Resulta un hecho notable el que factores como los asociados a la radiación cósmica de alto poder energético (por lo tanto, “contaminante”, como ya se ha dicho), a la que de alguna manera estamos constantemente expuestos, aunque atenuada por mecanismos de defensa generados por la misma Tierra, y que resultan importantes para dinamizar (al menos teóricamente según el neodarwinismo) los procesos de mutación y cambio evolutivo, también puedan afectar de formas insospechadas a veces las huellas dejadas por esas mismas especies.

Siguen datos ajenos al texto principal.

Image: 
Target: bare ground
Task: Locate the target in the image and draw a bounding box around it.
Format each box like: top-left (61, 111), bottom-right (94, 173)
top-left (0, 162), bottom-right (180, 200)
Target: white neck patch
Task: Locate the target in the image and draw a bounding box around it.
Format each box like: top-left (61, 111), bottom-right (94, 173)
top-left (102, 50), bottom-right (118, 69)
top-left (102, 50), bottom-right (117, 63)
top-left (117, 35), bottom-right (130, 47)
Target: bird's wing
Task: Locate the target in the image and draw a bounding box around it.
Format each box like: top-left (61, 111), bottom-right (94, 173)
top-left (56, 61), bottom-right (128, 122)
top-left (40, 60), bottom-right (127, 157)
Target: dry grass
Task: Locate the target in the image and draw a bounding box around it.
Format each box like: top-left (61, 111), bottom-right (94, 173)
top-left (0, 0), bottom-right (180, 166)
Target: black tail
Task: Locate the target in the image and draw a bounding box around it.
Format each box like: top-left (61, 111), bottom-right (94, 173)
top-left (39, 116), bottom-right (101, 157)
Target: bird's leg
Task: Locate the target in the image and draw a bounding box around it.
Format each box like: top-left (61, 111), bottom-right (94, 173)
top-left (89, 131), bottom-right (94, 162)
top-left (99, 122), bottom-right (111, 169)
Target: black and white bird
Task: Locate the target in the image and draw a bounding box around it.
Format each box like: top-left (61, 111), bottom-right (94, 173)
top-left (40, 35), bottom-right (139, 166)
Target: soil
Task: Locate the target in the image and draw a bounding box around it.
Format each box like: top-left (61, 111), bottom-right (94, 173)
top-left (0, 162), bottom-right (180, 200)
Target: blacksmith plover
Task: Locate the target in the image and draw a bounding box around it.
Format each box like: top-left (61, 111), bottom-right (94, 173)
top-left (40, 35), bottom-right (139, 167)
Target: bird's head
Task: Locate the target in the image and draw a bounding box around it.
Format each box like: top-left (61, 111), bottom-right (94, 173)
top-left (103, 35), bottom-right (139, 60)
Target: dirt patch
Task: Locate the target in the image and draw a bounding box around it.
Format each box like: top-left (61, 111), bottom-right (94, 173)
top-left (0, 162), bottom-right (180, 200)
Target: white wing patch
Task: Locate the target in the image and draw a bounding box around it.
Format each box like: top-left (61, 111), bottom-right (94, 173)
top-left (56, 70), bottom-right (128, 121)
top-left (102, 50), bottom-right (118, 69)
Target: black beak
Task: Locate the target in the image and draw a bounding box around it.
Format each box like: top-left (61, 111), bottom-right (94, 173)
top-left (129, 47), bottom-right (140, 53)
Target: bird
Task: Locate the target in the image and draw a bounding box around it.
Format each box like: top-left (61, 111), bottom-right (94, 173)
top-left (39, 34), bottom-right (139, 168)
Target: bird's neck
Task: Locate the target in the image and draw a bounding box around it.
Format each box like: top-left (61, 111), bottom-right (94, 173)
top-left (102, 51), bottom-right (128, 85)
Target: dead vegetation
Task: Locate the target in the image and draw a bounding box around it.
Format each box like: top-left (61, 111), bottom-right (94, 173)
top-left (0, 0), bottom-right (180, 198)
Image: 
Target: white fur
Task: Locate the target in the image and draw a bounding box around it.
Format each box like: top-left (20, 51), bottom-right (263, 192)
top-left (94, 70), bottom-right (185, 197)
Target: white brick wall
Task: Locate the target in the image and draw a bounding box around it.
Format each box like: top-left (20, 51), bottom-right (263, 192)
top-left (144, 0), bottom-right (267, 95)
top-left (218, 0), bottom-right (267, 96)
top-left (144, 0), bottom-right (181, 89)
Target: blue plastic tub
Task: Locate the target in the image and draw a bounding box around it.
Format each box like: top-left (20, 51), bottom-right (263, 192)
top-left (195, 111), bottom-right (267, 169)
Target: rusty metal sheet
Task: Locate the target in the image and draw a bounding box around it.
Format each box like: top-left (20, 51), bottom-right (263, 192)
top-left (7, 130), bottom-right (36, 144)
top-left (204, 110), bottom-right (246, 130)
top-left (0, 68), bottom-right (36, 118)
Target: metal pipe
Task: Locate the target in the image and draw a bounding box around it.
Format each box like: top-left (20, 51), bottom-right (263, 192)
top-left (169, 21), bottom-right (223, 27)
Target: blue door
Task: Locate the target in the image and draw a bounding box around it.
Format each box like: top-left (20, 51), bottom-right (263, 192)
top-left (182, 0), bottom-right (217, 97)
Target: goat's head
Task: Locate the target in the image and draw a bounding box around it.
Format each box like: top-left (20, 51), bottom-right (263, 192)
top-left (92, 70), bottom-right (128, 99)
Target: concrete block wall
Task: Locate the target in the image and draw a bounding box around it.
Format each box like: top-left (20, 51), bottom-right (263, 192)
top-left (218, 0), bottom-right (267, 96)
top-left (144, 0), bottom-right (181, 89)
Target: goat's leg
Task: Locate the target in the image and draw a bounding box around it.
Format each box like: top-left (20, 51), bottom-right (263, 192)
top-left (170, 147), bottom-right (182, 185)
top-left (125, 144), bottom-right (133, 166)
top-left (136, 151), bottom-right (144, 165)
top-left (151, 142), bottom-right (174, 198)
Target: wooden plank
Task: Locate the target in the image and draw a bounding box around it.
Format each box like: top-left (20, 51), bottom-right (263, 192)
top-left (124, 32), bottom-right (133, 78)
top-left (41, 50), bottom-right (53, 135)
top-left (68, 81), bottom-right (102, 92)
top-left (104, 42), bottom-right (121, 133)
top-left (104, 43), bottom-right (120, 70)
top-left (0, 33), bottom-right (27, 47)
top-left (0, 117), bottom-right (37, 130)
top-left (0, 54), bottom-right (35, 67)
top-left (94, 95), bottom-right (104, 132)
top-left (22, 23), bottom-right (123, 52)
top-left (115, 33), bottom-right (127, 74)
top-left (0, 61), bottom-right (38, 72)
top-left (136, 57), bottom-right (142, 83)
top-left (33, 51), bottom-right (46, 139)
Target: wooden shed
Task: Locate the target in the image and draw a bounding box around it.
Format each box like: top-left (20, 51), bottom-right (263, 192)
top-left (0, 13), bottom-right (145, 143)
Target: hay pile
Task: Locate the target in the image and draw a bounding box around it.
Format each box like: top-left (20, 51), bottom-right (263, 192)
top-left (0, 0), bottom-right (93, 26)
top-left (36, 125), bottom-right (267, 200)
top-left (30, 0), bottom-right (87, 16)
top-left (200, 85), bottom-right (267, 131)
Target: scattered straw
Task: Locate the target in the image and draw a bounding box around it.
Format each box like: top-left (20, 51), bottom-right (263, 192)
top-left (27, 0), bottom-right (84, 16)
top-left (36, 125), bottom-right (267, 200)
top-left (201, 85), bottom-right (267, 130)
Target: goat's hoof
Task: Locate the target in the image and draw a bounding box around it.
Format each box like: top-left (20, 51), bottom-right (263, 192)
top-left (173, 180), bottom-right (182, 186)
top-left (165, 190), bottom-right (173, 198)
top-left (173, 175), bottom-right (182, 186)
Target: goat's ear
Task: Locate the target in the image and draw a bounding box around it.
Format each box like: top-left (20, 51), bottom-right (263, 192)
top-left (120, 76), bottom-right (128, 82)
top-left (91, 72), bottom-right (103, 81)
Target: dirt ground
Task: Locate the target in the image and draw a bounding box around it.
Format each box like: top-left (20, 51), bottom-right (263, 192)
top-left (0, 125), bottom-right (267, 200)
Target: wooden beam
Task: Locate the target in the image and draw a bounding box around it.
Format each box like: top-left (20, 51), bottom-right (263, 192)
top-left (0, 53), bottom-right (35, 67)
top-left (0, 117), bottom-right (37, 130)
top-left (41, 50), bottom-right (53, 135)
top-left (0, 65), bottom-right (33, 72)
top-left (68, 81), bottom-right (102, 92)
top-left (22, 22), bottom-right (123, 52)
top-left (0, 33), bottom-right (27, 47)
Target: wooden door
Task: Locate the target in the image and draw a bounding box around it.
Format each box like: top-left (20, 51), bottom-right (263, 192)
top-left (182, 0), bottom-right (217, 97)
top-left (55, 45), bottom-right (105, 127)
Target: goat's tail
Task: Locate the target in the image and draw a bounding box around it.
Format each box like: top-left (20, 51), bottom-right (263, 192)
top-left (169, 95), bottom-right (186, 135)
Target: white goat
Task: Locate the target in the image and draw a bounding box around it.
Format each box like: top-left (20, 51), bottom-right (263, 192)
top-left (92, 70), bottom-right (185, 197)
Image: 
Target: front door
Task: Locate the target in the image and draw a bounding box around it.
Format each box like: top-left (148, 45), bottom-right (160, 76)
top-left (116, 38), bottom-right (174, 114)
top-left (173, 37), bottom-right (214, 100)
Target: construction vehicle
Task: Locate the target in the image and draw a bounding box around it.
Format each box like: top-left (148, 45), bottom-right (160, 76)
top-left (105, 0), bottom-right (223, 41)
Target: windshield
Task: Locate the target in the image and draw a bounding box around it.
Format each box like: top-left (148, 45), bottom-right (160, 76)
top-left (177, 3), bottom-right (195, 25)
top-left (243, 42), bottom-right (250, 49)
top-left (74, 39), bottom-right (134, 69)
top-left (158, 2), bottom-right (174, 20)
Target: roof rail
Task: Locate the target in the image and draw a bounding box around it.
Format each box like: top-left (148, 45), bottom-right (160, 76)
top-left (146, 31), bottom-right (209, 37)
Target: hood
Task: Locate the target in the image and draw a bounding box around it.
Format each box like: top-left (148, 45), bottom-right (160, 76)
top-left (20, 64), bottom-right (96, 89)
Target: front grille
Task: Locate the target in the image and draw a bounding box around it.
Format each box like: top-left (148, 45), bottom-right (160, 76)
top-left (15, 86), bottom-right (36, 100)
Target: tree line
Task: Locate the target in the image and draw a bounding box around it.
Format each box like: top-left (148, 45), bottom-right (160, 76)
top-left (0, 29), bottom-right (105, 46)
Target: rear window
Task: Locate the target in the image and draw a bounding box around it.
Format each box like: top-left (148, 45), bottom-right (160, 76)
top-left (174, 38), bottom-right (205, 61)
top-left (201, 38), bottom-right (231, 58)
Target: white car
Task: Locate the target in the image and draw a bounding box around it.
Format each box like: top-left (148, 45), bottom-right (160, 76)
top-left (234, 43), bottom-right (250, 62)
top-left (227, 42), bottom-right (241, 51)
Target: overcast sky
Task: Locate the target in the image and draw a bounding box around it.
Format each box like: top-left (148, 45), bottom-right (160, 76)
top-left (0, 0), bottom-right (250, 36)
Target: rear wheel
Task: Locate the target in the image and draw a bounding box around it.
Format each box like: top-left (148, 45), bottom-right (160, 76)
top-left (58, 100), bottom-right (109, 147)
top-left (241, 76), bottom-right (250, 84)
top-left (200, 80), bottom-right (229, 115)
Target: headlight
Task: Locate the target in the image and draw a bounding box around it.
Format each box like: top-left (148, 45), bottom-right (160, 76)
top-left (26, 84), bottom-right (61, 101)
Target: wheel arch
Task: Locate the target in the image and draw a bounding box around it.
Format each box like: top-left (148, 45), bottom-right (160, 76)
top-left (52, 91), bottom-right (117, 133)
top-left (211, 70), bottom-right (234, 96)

Otra cuestión fundamental, íntimamente asociada a la anterior, y que surge desde la evidencia fósil, apunta a la concepción misma de la idea que tenemos de “los hombres”, de la Humanidad: ¿qué significa realmente ese concepto, en términos temporales, es decir, desde cuándo los hombres son hombres, se reconocen prácticas que hasta ahora nos son más comunes: el enterramiento o cremación de los muertos, los primeros cultos a lo desconocido, la vida en comunidad, los vestidos, los adornos corporales,…? Y aquí surgen cuestiones como que, en un periodo asociado al “rango corto” mencionado más arriba (es decir, quizá entre ochenta mil y cincuenta mil años atrás, años más, años menos…), existe evidencia de que dos humanidades, dos ramas evolutivas ligeramente diferentes, Neanderthal y Cro-Magnon (se pronuncia “cromañón”), se encontraron hace quizá unos treinta mil años, en un proceso que aún no resulta del todo claro (quizá fue mediado por la guerra y la agresión, quizá fuera amistoso y de fusión, quizá ambas opciones, y otras más, pudieran haberse presentado), pero lo cierto es que, al final de este extraño proceso de encuentro, los Cro-Magnon surgen como línea única y dominante, en una fase en la que ha sido llamado homo sapiens, el hombre pensante, hábil y flexiblemente adaptativo, nuestro antepasado más directo y con el que más nos reconocemos.